The pipeline that supply Israel and Jordan with Egypt’s natural gas has been bombed 15 times after the ousting of Mubarak. And in July 2011, a group of jihadists stormed the city of al-Arish (biggest city in northern Sinai) and bombarded the police station in the city with grenades and semi-automatic rifles.
Anyway, two days after the border attack, It seems that Israel Okayed the deployment of a few battalions from Egypt’s second army and air forces units into the deeper/and closer-to-Israel territories of the Sinai Peninsula, designated as area B & C, which according to the 1979 Camp David accords only allowed the stationing of some units of police forces and lately border guard units with light arms.
According to eye witnesses the Egyptian military is waging one of its biggest operations in Sinai since the October war with Israel 1973. Having combed most of the tribal areas in northern Sinai, the military has so far gunned down 20 Salafi Jihadists who engaged in violence acts against military checkpoints.
Throughout the long 30 years of his reign, deposed President Mubarak, through his close collaboration/collusion with Israel, saw to it that Sinai was utterly neglected and excluded from any developmental plans. And I’m afraid if the current Muslim Brotherhood (MB) government kept up this policy and continued to view Sinai as merely a buffer zone between Egypt and Israel, then it won’t be long before Egypt will lose the peninsula to Israel once again.

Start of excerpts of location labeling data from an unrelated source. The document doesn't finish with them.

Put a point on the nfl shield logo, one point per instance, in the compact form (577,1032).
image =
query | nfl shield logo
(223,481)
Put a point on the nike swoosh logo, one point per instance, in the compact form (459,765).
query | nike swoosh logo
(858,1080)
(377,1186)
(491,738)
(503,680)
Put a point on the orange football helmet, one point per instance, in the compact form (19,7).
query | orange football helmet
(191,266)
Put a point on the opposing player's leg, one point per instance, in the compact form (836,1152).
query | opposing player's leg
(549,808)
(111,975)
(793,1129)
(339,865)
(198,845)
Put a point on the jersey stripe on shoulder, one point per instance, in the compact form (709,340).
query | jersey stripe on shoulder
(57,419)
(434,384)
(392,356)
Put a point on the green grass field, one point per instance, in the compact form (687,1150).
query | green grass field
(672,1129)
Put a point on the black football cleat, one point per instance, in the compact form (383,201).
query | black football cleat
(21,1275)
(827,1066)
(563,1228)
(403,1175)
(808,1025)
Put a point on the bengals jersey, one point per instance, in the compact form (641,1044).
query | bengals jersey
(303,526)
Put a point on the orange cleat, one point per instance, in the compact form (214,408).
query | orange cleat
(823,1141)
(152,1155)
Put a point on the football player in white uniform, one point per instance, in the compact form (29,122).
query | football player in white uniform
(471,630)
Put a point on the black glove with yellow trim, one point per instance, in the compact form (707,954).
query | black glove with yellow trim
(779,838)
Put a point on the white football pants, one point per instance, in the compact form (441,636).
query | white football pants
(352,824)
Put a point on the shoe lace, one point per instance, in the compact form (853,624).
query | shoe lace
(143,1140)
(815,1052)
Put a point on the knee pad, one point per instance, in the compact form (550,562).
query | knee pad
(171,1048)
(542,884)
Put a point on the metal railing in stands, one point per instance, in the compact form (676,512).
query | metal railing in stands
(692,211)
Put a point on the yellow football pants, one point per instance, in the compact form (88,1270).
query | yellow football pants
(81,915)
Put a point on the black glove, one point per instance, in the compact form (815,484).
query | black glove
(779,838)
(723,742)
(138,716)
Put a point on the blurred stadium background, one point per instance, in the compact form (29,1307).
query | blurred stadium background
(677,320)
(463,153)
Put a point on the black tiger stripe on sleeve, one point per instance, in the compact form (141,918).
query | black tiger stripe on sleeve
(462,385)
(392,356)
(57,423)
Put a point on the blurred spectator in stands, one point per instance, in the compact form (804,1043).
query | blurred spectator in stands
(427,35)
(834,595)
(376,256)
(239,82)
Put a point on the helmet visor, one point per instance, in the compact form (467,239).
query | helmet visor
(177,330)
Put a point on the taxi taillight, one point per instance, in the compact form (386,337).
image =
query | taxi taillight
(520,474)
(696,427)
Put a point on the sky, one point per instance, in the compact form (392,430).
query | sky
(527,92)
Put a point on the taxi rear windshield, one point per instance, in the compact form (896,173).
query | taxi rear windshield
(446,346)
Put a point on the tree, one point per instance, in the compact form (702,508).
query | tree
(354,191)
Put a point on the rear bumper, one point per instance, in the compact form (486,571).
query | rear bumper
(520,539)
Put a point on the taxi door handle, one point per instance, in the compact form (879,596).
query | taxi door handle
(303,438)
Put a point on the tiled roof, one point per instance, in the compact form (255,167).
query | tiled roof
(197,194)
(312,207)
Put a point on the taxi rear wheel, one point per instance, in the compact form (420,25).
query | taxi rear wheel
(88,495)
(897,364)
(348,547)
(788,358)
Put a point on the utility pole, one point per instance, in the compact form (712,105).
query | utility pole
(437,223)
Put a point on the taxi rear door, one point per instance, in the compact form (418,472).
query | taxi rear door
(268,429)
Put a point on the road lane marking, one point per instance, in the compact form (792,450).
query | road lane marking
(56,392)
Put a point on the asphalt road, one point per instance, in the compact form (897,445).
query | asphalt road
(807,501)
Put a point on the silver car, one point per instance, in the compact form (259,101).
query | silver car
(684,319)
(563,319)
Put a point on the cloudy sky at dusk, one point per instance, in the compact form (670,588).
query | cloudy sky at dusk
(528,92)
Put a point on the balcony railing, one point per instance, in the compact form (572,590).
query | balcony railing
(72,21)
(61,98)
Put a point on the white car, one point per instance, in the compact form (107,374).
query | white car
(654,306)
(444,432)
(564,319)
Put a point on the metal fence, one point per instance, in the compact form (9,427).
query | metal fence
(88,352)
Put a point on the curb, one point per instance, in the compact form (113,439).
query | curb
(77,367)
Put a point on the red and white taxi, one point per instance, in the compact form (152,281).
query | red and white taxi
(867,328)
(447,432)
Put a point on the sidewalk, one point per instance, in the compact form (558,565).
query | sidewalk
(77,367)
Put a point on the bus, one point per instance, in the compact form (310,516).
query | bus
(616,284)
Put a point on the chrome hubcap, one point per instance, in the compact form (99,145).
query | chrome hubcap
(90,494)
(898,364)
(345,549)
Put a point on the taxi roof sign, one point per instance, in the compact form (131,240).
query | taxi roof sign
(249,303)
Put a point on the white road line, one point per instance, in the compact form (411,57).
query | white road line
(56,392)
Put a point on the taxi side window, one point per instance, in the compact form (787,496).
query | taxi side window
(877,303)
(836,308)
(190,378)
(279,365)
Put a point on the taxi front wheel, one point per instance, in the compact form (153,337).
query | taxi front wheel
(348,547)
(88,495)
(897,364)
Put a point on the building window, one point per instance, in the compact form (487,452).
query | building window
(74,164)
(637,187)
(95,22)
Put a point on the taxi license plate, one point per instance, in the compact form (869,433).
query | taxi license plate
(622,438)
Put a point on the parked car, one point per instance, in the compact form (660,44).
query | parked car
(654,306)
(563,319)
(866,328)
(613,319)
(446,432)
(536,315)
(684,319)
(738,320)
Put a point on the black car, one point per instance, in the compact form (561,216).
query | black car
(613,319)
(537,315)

Regardless of how the brainwashed Jihadists view it, This terrorist operation only benefits Israel. And in fact, some Egyptian analysts have strong doubts as to the role of Israel in this terrorist operation and how it had been anticipated by the Israeli intelligence only two days before.
What are the chances for two armed vehicles haphazardly storming the Israeli borders of surviving the attack, let alone achieve anything. Were the assailants not aware that they would be spotted on the Israelis’ radar the moment they crossed the line and stepped into the Israeli side of the borders? … Or were they assured otherwise?
Also, the way the Israeli forces had destroyed /scorched the armed vehicles eliminating any hope for the Egyptian side to identify or find a clue to help track down the suspects, added to more doubts about the Israeli involvement.